Adding Barcode+Adapter Removed SRA Sequences into Phyluce #234

Open alexkrohn opened 3 years ago

alexkrohn commented 3 years ago

Hi there. I have a dataset of demultiplexed FASTQ files that I generated that I would love to combine with data pulled from the SRA. The SRA data are demultiplexed and have their barcodes+adapters already trimmed off. However, like my data, the SRA raw reads still need to be trimmed for quality. I would love to use illumiprocessor to do the QC and trimming so that I can integrate all the reads together into the Phyluce pipeline.

How can I configure the illumiprocessor.conf file to not bother looking for adapters+barcodes in some of the files?

Let's say my files are named: old-reads_IND001_R1_001.fastq.gz old-reads_IND001_R2_001.fastq.gz new-reads_IND002_R1_001.fastq.gz new-reads_IND002_R2_001.fastq.gz

I've tried:

[adapters]
....

[tag sequences]
....

[tag map]
IND001:i5_17_G,i7_105_01

[names]
IND001:IND001
IND002:IND002

and

[adapters]
....

[tag sequences]
....

[tag map]
IND001:i5_17_G,i7_105_01
IND002:

[names]
IND001:IND001
IND002:IND002

But neither seem to work. Any suggestions?

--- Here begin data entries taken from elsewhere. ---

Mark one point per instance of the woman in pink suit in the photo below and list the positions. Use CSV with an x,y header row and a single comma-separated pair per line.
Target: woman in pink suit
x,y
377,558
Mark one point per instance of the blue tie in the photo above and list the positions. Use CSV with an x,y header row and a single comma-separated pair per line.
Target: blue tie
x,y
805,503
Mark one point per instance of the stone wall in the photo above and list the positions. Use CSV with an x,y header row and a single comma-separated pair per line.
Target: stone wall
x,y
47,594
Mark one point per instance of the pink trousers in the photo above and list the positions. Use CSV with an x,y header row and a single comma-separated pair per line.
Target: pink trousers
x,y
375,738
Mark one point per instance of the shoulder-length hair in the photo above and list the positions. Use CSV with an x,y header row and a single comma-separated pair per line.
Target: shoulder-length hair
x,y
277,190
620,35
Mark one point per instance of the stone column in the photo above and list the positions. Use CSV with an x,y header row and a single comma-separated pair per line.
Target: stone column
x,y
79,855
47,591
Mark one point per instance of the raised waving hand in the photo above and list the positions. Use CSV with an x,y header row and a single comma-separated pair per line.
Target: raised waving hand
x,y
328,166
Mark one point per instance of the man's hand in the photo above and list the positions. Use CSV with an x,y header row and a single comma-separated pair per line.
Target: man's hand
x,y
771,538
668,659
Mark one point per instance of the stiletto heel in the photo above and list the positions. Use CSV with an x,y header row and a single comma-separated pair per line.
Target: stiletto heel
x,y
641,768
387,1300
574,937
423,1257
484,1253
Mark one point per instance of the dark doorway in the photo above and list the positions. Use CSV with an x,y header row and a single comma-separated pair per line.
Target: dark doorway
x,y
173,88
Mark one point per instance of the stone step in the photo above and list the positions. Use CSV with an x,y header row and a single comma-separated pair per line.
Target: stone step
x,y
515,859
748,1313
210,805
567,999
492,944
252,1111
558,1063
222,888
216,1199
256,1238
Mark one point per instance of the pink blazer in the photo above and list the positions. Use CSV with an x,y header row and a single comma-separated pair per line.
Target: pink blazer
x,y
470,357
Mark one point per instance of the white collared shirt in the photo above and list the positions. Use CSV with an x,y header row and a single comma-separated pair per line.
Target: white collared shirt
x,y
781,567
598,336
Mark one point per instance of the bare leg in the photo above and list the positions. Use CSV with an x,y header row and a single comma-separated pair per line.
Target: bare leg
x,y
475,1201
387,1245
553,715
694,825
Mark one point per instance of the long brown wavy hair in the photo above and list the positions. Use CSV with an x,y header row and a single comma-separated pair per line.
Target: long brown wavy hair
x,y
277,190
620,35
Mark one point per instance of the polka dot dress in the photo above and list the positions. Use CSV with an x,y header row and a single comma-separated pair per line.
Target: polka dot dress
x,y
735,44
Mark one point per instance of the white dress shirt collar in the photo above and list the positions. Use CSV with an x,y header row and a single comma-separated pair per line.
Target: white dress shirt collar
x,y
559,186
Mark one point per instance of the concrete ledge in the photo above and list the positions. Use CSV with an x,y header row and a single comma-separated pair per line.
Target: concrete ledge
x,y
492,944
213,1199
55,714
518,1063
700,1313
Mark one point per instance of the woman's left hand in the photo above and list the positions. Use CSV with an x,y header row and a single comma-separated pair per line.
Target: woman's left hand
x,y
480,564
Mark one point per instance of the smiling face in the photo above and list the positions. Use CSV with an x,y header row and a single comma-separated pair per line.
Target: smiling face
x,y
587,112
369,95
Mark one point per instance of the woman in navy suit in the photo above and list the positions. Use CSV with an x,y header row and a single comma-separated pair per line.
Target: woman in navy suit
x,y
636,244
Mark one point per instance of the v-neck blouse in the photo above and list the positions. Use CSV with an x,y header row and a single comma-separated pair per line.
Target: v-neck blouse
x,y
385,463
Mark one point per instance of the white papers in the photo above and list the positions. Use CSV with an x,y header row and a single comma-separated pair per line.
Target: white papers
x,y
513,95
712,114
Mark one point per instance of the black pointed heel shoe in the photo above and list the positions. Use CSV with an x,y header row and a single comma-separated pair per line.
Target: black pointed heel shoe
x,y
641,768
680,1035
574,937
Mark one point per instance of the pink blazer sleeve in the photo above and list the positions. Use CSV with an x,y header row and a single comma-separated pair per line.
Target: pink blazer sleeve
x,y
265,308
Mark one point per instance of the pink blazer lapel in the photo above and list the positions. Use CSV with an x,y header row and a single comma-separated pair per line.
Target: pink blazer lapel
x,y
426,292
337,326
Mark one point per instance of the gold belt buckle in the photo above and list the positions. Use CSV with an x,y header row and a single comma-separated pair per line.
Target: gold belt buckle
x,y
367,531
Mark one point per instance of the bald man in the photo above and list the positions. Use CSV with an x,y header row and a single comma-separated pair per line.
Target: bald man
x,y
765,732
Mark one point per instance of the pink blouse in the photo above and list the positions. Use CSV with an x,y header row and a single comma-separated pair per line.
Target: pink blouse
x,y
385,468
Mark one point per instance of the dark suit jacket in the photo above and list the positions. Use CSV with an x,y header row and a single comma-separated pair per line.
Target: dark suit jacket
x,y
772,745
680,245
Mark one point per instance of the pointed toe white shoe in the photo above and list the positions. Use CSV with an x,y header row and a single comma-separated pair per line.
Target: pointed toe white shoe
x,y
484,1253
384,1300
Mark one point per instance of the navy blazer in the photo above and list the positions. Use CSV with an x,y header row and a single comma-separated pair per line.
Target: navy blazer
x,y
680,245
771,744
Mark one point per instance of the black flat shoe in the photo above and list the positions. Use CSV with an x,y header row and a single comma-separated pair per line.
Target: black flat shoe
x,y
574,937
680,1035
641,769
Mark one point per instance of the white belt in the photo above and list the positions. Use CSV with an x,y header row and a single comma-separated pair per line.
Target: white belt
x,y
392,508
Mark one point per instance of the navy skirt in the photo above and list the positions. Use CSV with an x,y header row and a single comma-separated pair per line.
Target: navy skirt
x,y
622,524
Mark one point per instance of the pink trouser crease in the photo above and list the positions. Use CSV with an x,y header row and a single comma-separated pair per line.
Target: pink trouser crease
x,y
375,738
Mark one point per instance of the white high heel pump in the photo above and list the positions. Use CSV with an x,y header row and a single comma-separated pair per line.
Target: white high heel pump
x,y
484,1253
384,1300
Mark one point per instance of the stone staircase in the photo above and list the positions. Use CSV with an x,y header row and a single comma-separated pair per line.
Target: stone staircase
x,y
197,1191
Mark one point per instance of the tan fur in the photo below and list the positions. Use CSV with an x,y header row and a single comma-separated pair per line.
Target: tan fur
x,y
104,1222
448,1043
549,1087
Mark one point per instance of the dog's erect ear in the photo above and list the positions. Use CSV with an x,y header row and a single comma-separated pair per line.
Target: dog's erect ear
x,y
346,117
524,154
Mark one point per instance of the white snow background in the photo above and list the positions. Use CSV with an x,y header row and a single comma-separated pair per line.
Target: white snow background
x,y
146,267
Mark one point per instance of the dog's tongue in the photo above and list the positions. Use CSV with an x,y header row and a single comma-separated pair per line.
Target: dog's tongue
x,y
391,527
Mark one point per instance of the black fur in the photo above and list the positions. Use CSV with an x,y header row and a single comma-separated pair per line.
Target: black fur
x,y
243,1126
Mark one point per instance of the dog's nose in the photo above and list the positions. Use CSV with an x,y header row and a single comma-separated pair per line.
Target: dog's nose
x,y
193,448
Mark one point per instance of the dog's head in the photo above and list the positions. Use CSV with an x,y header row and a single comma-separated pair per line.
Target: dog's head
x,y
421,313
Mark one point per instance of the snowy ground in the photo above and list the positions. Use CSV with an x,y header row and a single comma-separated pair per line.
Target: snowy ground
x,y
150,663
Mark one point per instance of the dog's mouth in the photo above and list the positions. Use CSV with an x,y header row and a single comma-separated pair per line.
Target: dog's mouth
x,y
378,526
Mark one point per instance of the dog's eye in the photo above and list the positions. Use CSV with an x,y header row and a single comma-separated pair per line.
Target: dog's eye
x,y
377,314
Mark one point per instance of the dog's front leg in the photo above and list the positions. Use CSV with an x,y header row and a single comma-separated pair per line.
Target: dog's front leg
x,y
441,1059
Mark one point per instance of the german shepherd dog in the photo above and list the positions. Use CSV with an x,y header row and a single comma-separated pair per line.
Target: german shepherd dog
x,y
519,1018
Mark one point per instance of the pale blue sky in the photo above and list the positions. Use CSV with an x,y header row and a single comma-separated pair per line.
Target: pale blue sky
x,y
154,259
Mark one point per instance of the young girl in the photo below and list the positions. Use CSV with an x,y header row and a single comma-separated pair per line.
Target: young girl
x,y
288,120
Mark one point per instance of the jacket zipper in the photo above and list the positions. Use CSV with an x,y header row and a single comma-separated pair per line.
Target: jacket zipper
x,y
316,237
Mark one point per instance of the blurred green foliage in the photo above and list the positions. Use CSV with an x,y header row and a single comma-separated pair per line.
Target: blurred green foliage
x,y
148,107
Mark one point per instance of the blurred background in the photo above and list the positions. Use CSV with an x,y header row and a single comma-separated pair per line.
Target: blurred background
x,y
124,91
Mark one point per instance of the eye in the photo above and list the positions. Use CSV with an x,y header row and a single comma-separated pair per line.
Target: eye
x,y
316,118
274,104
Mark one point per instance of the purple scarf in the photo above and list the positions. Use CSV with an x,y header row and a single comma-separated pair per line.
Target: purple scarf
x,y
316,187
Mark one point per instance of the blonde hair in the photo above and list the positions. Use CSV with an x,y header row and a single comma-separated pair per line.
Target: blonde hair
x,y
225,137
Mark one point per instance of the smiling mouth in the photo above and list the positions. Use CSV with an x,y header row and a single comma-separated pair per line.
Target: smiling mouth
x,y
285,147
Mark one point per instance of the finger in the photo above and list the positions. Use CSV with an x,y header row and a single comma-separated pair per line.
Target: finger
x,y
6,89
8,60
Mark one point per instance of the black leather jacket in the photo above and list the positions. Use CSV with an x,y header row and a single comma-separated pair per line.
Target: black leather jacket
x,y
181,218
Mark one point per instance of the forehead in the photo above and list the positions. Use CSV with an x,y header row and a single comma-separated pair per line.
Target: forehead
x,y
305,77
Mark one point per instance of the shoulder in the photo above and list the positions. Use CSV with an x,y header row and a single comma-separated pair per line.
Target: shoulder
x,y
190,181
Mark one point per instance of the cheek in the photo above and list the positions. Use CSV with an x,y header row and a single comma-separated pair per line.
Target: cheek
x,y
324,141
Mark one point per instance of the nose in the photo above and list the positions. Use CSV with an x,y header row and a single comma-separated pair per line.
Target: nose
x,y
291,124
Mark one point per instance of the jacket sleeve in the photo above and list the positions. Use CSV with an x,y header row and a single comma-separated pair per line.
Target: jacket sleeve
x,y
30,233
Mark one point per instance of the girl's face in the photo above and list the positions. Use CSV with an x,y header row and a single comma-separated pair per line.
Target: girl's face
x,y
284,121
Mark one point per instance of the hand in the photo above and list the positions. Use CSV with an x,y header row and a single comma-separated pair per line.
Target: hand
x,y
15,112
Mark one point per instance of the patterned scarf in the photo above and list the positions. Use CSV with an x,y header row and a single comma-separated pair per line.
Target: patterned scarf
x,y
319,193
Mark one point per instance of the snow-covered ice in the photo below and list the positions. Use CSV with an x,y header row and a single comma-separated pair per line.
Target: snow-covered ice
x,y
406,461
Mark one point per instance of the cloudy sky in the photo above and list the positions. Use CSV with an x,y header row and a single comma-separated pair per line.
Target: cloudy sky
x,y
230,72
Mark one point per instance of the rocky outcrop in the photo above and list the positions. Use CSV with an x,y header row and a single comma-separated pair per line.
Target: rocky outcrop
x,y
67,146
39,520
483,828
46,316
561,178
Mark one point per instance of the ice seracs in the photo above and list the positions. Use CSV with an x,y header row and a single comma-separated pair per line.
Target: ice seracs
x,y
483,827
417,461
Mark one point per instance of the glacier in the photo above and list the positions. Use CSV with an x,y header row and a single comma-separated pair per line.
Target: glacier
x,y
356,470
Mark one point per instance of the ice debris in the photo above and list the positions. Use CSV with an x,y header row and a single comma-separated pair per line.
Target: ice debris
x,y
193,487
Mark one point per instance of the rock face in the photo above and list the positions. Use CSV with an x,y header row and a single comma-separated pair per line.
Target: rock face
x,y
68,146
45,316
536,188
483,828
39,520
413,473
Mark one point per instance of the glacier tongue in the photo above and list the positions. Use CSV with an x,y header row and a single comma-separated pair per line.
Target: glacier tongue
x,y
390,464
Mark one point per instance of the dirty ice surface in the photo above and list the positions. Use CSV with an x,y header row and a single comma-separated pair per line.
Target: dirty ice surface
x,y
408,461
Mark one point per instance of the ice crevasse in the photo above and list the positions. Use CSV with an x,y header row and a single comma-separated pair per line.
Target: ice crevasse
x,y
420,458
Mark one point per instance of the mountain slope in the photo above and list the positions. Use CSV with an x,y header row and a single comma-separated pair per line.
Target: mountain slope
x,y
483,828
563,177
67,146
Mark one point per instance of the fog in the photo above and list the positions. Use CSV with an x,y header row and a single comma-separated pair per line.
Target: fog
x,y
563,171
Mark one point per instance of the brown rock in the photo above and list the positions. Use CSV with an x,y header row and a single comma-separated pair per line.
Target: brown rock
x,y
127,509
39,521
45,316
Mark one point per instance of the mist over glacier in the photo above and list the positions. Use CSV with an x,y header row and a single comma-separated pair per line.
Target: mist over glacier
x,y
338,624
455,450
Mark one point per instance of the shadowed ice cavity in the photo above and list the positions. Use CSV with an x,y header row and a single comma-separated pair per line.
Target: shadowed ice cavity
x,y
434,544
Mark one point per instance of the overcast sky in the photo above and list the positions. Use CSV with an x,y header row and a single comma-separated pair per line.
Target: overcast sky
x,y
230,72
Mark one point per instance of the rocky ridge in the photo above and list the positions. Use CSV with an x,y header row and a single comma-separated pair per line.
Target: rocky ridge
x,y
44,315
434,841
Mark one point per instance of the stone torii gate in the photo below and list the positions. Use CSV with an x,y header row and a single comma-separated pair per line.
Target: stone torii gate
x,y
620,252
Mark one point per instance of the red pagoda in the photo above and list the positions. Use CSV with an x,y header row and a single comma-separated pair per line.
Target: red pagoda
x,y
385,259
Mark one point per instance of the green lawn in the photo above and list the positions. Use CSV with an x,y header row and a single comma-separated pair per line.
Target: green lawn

brantfaircloth commented 3 years ago

You can’t really do it that way. Your best bet is to use some dummy sequences for the indexes. The quality trimming will proceed, as well. Alternatively, just trim them for quality externally, get them in the expected format and assemble using phyluce tools.

alexkrohn commented 3 years ago

Got it. I just pasted one of the random tags onto the end of the individuals. I assume illumiprocessor will search for the tag, not find it, and move on to trimming, as you say.

Unfortunately, I got this error, which I don't quite understand. I figure the file should exist in order for the pipeline to work on it :-D

Does this have to do with the indexes, or is it something else entirely

Traceback (most recent call last):
  File "/home/tangled/tbc/compute/alex_compute/miniconda2/envs/phyluce-1.7.1/bin/illumiprocessor", line 17, in <module>
    sys.exit(main())
  File "/home/tangled/tbc/compute/alex_compute/miniconda2/envs/phyluce-1.7.1/lib/python3.6/site-packages/illumiprocessor/cli/main.py", line 114, in main
    main(args)
  File "/home/tangled/tbc/compute/alex_compute/miniconda2/envs/phyluce-1.7.1/lib/python3.6/site-packages/illumiprocessor/main.py", line 36, in main
    core.create_new_dirs(reads)
  File "/home/tangled/tbc/compute/alex_compute/miniconda2/envs/phyluce-1.7.1/lib/python3.6/site-packages/illumiprocessor/core.py", line 337, in create_new_dirs
    os.symlink(reads, new_file)
FileExistsError: [Errno 17] File exists: '/home/tangled/tbc/compute/UCE/PIME/30-520350235_060421/raw-fastq/P.m.mg_Hernando_FL_S20_R1_001.fastq.gz' -> '/home/tangled/tbc/compute/alex_compute/UCEs/pime/combined-data/clean-fastq/S2/raw-reads/S2-READ1.fastq.gz'
brantfaircloth commented 3 years ago

for some reason it thinks the file already exists - you might have a duplicate file name somewhere in there.

alexkrohn commented 3 years ago

Ahhh. I see now. It looks like it's conflating individual S20 with S2. I will correct the file names to be S20 and S02 to hopefully avoid that in the future.